Monday, December 8, 2008

Attitudes Toward Experts

Listening to financial experts can be both good and bad. Most of what I know about money has come from one financial expert or another. On the other hand, we need to be initially skeptical of anything new some supposed expert says. Evaluate new information before accepting it.

For example, recent research suggests a link between poverty and brain function in children. The researchers believe that poverty is causing brain impairments. My first thought is that maybe some people have brain impairments which prevent them from making much money, and they pass these impairments along to their children genetically. I may be wrong about this, but I won’t accept the researchers’ theory until I see evidence, and I don’t care enough to pay $10 to see the full text of the study.

I extend this way of thinking to all experts. Some people take anything their doctor says as gospel. My thinking is that like any other field, doctors have wildly-varying skill levels, and it pays to be skeptical of their advice. This doesn’t mean that all advice should be rejected. It means that you should seek second opinions, especially when treatments don’t seem to work.

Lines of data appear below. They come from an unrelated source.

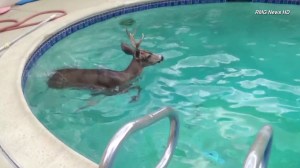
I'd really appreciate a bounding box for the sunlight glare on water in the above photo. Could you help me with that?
[24,3,300,168]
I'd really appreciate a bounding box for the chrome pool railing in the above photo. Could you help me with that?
[244,125,273,168]
[99,107,179,168]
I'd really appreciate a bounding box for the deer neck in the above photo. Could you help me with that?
[123,58,143,80]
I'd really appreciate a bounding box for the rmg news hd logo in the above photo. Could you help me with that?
[255,10,291,15]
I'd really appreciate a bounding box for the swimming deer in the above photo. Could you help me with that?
[48,29,164,101]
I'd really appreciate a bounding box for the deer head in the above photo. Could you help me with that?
[121,29,164,67]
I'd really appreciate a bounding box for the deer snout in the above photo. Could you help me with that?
[158,55,164,62]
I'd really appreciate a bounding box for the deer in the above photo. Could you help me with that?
[47,29,164,102]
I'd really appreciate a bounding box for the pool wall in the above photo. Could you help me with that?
[0,0,298,168]
[22,0,226,89]
[252,0,300,5]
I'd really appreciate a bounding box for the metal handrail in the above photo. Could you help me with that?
[99,107,179,168]
[244,125,273,168]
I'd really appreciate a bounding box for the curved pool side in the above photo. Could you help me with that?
[0,0,298,168]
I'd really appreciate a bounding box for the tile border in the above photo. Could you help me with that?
[21,0,226,89]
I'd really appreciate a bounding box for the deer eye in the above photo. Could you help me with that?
[147,53,152,59]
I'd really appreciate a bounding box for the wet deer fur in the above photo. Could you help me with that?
[48,30,164,100]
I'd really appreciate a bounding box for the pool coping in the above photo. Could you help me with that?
[0,0,298,168]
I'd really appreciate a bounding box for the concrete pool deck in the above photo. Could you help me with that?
[0,0,149,168]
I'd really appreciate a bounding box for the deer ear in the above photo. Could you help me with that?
[121,43,134,55]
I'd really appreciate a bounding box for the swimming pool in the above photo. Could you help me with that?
[24,1,300,167]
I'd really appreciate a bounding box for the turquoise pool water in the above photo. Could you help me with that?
[24,3,300,168]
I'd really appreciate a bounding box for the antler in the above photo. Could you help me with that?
[126,29,144,49]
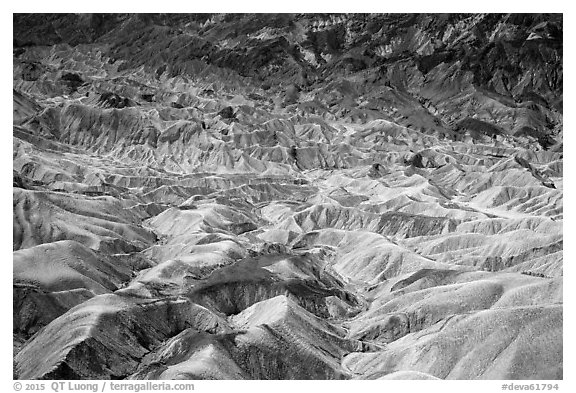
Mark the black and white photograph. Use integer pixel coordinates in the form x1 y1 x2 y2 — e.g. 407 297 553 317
10 4 570 392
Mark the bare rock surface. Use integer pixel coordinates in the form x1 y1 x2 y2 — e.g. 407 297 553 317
13 14 563 380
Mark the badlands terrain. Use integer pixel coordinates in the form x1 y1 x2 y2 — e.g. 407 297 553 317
13 14 563 379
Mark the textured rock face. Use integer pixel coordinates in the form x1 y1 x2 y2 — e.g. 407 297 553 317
13 14 563 379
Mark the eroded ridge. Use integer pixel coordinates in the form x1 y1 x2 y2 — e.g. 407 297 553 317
13 14 563 380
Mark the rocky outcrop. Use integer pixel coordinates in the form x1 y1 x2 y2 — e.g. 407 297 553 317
13 14 564 380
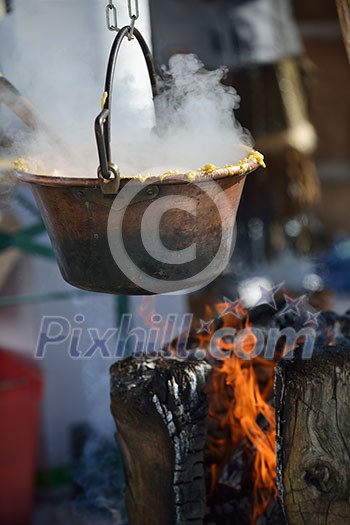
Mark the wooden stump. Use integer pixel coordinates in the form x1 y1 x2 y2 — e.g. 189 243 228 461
275 346 350 525
111 357 211 525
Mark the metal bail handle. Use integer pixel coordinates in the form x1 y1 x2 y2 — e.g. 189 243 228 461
95 26 158 194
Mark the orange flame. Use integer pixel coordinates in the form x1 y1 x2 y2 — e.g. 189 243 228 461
200 303 277 524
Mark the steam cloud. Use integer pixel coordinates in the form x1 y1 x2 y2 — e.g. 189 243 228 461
0 7 251 177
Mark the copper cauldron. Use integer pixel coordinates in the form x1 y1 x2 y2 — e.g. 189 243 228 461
16 27 262 295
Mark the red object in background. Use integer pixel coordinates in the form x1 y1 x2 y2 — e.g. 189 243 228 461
0 350 43 525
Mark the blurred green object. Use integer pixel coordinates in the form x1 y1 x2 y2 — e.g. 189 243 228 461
0 221 54 259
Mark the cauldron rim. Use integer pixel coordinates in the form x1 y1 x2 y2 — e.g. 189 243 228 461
15 150 264 188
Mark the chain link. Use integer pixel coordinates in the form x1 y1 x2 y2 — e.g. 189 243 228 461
106 0 140 40
106 0 119 31
128 0 140 40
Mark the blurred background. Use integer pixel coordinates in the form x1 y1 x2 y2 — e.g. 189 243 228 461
0 0 350 525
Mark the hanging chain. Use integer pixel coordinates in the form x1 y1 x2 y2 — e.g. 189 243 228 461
128 0 140 40
106 0 140 40
106 0 119 31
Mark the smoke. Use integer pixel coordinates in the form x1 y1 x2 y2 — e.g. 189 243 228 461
117 54 251 174
0 6 251 177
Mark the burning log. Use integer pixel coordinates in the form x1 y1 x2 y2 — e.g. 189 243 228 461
275 345 350 525
111 357 211 525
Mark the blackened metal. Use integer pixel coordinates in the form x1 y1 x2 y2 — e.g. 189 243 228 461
95 26 158 186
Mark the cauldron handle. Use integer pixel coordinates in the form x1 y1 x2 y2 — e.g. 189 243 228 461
95 26 158 193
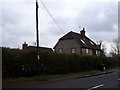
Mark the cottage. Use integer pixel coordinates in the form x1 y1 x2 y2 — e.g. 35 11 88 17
54 28 102 56
22 42 53 53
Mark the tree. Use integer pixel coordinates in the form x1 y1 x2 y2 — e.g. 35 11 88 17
110 39 120 57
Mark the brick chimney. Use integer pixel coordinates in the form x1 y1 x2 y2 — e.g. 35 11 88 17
22 42 28 49
80 28 85 36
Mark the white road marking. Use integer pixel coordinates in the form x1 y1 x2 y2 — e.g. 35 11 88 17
87 84 104 90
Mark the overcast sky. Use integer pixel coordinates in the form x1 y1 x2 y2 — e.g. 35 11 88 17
0 0 118 53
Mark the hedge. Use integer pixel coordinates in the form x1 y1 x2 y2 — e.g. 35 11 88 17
2 48 117 78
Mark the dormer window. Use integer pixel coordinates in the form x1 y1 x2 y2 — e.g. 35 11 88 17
85 49 89 54
80 39 85 44
90 41 94 45
59 48 63 53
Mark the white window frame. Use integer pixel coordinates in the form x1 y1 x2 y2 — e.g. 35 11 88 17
58 48 63 53
85 48 89 54
71 48 76 54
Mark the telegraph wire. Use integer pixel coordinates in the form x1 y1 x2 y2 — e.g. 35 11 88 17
40 0 65 33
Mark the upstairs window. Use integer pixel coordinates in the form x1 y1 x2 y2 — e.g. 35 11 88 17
85 49 89 54
71 48 76 53
58 48 63 53
80 39 85 44
96 50 99 55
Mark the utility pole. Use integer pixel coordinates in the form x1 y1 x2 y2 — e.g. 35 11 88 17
36 0 40 60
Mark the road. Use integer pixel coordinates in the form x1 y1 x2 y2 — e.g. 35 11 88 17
3 70 120 90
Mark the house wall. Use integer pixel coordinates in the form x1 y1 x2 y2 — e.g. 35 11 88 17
55 39 80 54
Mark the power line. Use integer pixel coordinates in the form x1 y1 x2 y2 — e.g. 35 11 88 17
40 0 65 33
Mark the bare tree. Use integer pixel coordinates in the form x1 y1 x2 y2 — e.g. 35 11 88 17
110 39 120 57
97 40 107 56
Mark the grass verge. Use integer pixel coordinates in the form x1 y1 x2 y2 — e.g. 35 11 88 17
2 70 100 84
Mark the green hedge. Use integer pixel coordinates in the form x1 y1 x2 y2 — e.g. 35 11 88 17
2 48 117 78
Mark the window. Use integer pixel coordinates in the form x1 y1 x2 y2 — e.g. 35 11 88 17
90 41 94 45
80 39 85 44
96 50 99 55
72 48 76 53
85 49 89 54
59 48 63 53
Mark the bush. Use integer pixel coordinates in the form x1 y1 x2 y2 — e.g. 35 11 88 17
2 48 117 78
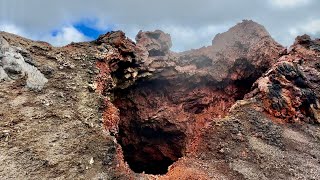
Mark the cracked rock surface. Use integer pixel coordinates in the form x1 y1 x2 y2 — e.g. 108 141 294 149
0 20 320 180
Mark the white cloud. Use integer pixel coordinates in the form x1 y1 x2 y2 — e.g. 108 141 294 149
41 26 90 46
289 19 320 36
269 0 311 8
0 23 91 46
0 0 320 50
0 24 26 36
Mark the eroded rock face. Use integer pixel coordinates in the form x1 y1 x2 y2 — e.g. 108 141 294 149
247 35 320 123
0 21 320 179
98 21 283 174
0 36 48 90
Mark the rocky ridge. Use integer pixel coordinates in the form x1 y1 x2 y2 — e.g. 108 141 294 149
0 20 320 179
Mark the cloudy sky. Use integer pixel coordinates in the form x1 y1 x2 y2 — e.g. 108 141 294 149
0 0 320 51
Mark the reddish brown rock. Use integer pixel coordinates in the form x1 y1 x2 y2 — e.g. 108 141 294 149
247 35 320 123
0 21 320 179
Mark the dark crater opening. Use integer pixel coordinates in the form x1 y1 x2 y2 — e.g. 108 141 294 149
113 81 186 174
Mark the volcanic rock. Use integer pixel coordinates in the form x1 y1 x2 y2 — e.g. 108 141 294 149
0 20 320 179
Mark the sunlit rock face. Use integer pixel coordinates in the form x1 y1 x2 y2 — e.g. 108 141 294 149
98 21 283 174
0 36 48 90
0 20 320 180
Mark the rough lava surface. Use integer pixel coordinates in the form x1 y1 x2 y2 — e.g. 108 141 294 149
0 20 320 180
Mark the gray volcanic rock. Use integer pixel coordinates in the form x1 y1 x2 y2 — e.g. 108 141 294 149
0 36 48 90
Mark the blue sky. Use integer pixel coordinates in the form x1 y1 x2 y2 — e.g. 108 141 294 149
0 0 320 51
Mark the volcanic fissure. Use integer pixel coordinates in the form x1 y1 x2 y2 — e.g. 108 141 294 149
113 68 258 174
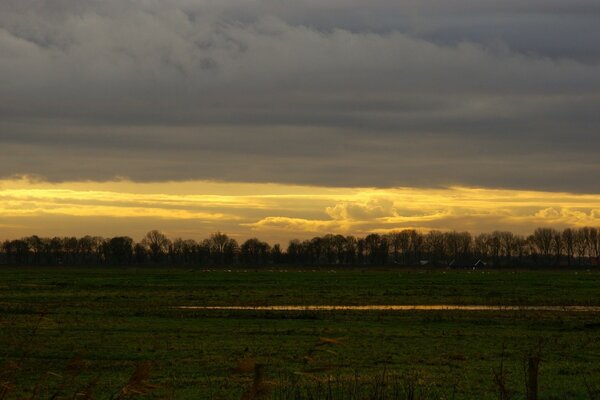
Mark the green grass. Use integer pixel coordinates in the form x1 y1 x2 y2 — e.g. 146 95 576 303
0 268 600 399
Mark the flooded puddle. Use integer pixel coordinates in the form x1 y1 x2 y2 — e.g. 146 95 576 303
175 304 600 312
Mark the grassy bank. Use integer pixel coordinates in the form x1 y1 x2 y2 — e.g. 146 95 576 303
0 268 600 399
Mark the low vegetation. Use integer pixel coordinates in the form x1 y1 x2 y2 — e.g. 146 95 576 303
0 267 600 399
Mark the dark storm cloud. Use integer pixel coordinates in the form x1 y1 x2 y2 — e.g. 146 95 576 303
0 0 600 192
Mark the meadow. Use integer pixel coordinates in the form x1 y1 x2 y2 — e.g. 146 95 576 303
0 267 600 399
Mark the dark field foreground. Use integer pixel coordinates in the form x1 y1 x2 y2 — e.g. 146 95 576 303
0 268 600 399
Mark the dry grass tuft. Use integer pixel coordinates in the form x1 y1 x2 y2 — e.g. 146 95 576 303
117 361 158 399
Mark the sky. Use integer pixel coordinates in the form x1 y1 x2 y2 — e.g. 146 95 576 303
0 0 600 242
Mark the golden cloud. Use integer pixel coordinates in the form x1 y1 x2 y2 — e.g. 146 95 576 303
0 179 600 240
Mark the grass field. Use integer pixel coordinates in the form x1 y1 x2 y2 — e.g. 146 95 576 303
0 268 600 399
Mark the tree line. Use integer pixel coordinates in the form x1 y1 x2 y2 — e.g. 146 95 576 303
0 227 600 267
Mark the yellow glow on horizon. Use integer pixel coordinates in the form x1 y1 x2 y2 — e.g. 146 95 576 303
0 178 600 239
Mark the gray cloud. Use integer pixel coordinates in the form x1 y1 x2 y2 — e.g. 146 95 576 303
0 0 600 192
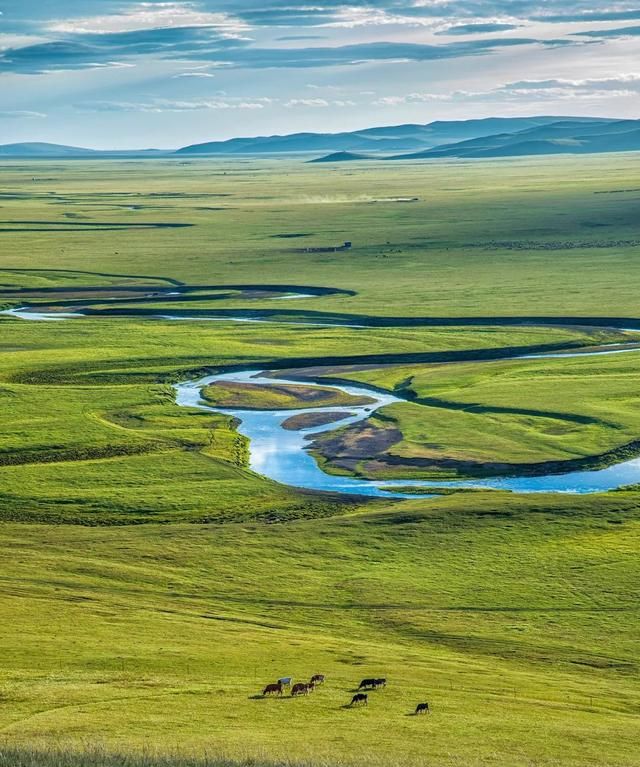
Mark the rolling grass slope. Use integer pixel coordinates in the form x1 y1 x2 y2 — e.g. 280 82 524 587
0 494 640 767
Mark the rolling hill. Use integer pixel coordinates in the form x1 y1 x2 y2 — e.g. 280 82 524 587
389 120 640 160
0 141 99 157
176 116 608 155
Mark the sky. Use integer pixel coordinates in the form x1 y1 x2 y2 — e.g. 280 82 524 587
0 0 640 149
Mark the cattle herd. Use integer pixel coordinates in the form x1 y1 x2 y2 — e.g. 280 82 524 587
262 674 431 715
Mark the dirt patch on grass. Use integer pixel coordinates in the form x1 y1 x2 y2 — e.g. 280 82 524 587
282 412 353 431
202 381 374 410
310 419 402 471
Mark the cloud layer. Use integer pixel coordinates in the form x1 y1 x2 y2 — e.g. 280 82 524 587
0 0 640 144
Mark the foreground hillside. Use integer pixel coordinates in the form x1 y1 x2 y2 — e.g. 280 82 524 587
0 494 640 767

I like to tell people that “50% of all doctors finished in the bottom half of their class.” This way of thinking pushes me to find the best expert and not just any expert. Three areas where I think I’ve done particularly well are my doctor, car mechanic, and athletic therapist. In other areas, I’m still searching.

Clearly some people don’t see the world of experts as I do. A recent experience illustrates this. A friend I’ll call Jim had a nagging sports injury and wanted advice. I directed him to my athletic therapist explaining that I had seen about 15 different athletic therapists and physiotherapists over the years, and this guy was clearly the best.

I saw Jim a couple of weeks later still complaining about his injury. He said he had gone to a physiotherapist (not the guy I recommended), but it seemed to make things worse. In Jim’s mind, he had followed my advice. From my point of view, Jim ignored my advice. Jim seems to think that all therapists are interchangeable.

People who keep going back to experts who fail them seem to be showing the same attitude as Jim did. If your car needs fixing, you have to take it to some mechanic. If all mechanics are the same, then you might as well go back to the same one who messed up your car last time. But, if you believe that mechanics differ in their skills and honesty, then you’ll keep trying new mechanics until you find one you like.

Whether you’re looking for a financial advisor, or some other type of expert, it pays to put in some effort to be knowledgeable yourself and to seek multiple opinions.


  1. I agree with the basic premise that there are 'good' and 'bad.'

    Too many financial experts are worse than worthless when their advice causes harm.

    The traditional advice: diversify, buy gold, buy and hold, wait and the market will recover...have all proved worthless this time.

    Yet those advisors never learn anything new. They don't grow and their clients gets clobbered. yet, they continue to collect their fees. You'd think some of them might have a conscience and refund fees for lousy advice.

  2. Mark: The test of advice is how it performs over a long period of time including both up and down markets. The fact that "stuff money in your mattress" beat "buy and hold" during the recent equity price drop means little.

  3. All I meant to say is that the advice is constant and they don't make allowances for varying market conditions.

    And they don't seem to learn anything new. All strategies are geared to bull markets. Why is there never a recommendation to hedge, for example?

  4. In my limited attempts to look at hedging, you lose more during bull markets by hedging than you gain in bear markets. This isn't necessarily bad, though. For example, buying house insurance is almost always more costly on average than just paying for any problems yourself. But, for most people it's worth it anyway to prevent catastrophic loss. In my case, the potential losses in the stock market aren't catastrophic enough to pay for hedging. But maybe I just haven't encountered the right hedging strategy.

  5. I think a good hedge is to hold cash, though I prefer to go long in cheap stocks and just wait out the declines.

    If someone doesn't want the volatility, by all means hold some cash and government bonds.

    I enjoyed today's post. Some of it relates to deferring to authority. If I know little about medicine and car repair, I'm more likely to be bamboozled, baffled, and bewildered. In addition to a decent doctor and auto mechanic, I also have a good dentist and plumber.

  6. Oh, and I forget to mention that I consider real estate holdings a hedge. Putting small trees on your property is a hedge on a hedge.

    I don't consider home ownership to be a great investment, but it is a decent enough way to store value, and it's better than gold, since you can't live in a house of gold. It's not comfortable, and it's pricey.

  7. Gene: "Hedge on a hedge" -- priceless. I agree that all the things you mention are hedges. I sometimes hear claims that someone has a hedging strategy that doesn't sacrifice return, but I've never seen one that works. It doesn't seem possible to reduce risk without also reducing expected returns. I'm not against hedging, but I'm doing enough of it owning a house and holding some cash and bonds for money needs in the next three years. I'm not interested in more hedging if I have to sacrifice expected returns.